Of donuts, dogged journalists and dear friends
Beleaguered newspaper journalists need support in their noble calling.
Earlier this year, I gave this talk to the Waterloo Study Group, a local discussion group in town exploring various contemporary issues. They invited me to talk about newspapers. I updated it a bit here to account for the passage of time.
WATERLOO — During the week before St. Patrick’s Day, I continued my tradition of buying donuts for friends and former colleagues at the Waterloo-Cedar Falls Courier.
There’s fewer donuts to buy these days. But I still buy them.
The Courier staff and the donuts are fewer in number. And that’s all the more reason to keep doing what I’m doing and give them a little encouragement.
I know what their challenges are. I know intimately. And that’s why I admire those who are still working there more than ever.
The Courier is no different than a lot of newspapers across the state and the country. News staffs have been cut 75 percent across the board for the papers that still exist, leaving fewer reporters to cover just as much news. That's after many circulation, mailroom and composing room staffs were completely let go because the paper is laid out and printed out of town.
Papers are thinner. And they’re published at greater distance and with less frequency.
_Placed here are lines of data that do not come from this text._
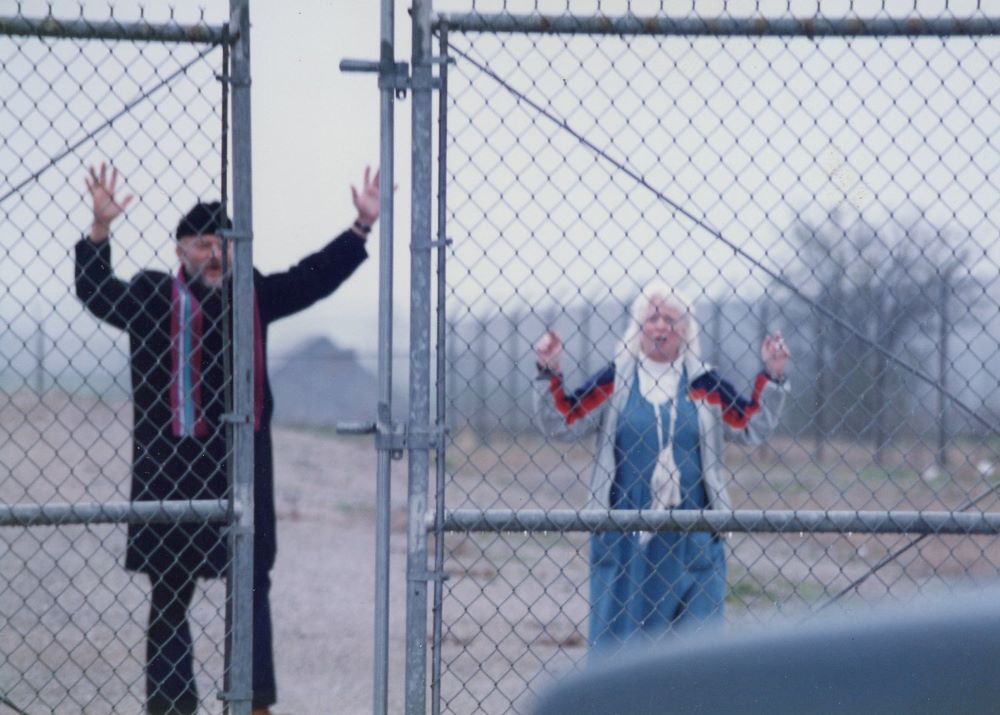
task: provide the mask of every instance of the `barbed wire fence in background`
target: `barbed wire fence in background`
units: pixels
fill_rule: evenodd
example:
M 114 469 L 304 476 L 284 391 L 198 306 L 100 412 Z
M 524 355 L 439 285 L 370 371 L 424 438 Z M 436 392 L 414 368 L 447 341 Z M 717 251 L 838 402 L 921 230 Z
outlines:
M 523 709 L 585 660 L 598 531 L 724 534 L 730 622 L 1000 568 L 1000 22 L 957 3 L 809 22 L 605 4 L 434 19 L 451 60 L 434 712 Z M 537 429 L 535 341 L 556 330 L 582 383 L 653 279 L 694 297 L 703 358 L 746 392 L 763 335 L 790 346 L 778 431 L 727 449 L 735 511 L 587 512 L 590 445 Z
M 128 488 L 132 429 L 145 417 L 129 399 L 129 338 L 84 309 L 73 259 L 91 223 L 84 178 L 104 161 L 120 172 L 119 191 L 136 196 L 111 239 L 114 271 L 126 281 L 146 268 L 174 273 L 177 221 L 197 201 L 226 200 L 223 83 L 245 69 L 239 60 L 228 66 L 228 33 L 203 20 L 122 21 L 113 11 L 0 18 L 0 695 L 16 711 L 144 711 L 149 582 L 123 568 L 125 524 L 163 524 L 169 536 L 240 523 L 232 500 L 131 501 L 149 497 Z M 237 118 L 234 151 L 246 150 L 236 133 L 247 126 Z M 249 262 L 238 257 L 234 270 L 249 276 Z M 247 330 L 241 313 L 237 341 Z M 235 359 L 237 368 L 245 362 Z M 225 369 L 225 390 L 241 395 Z M 244 470 L 236 478 L 250 484 L 233 448 L 241 428 L 212 429 L 221 451 L 211 469 L 224 480 L 235 460 Z M 249 590 L 240 593 L 229 621 L 223 581 L 203 582 L 193 597 L 194 676 L 206 712 L 228 703 L 249 713 L 240 655 L 249 652 Z

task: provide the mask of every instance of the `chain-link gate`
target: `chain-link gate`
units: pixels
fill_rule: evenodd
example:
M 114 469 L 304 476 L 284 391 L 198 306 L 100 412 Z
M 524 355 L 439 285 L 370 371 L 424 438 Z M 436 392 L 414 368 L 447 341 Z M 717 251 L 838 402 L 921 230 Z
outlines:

Newspaper companies talk about “digital conversion,” switching from a print to an online product. Many folks subscribe to an e-edition, in which you can view paper just like the print version, but online.
While I bristle a bit at some of the conditions my friends are working under, I remain unwaveringly loyal to them.
Despite these conditions and others over the years, including the dissolution of pension funds, reduced 401k contributions, ever increasing health insurance costs, reductions of jobs by attrition and layoff and unpaid furloughs of employees, the Courier broke a major story in 2020 about the coronavirus outbreak at the Tyson Fresh Meats plant in Waterloo. It drew national attention to the plight of workers there. As it should have.
When employees and family members couldn't get any satisfaction out of their employer, their union, or people in positions of power in their community, they started calling the paper.
And that's part of the function of a responsible newspaper, or a free, vigorous and independent press in society, from Washington to Waterloo: to give a voice to the voiceless, the ignored, the pushed aside. Even if it ruffles some feathers.
I myself have invoked the displeasure of a few mayors, city managers, a few business movers and shakers, and even some clergy. And most people think I'm a nice guy. It goes with the trade sometimes.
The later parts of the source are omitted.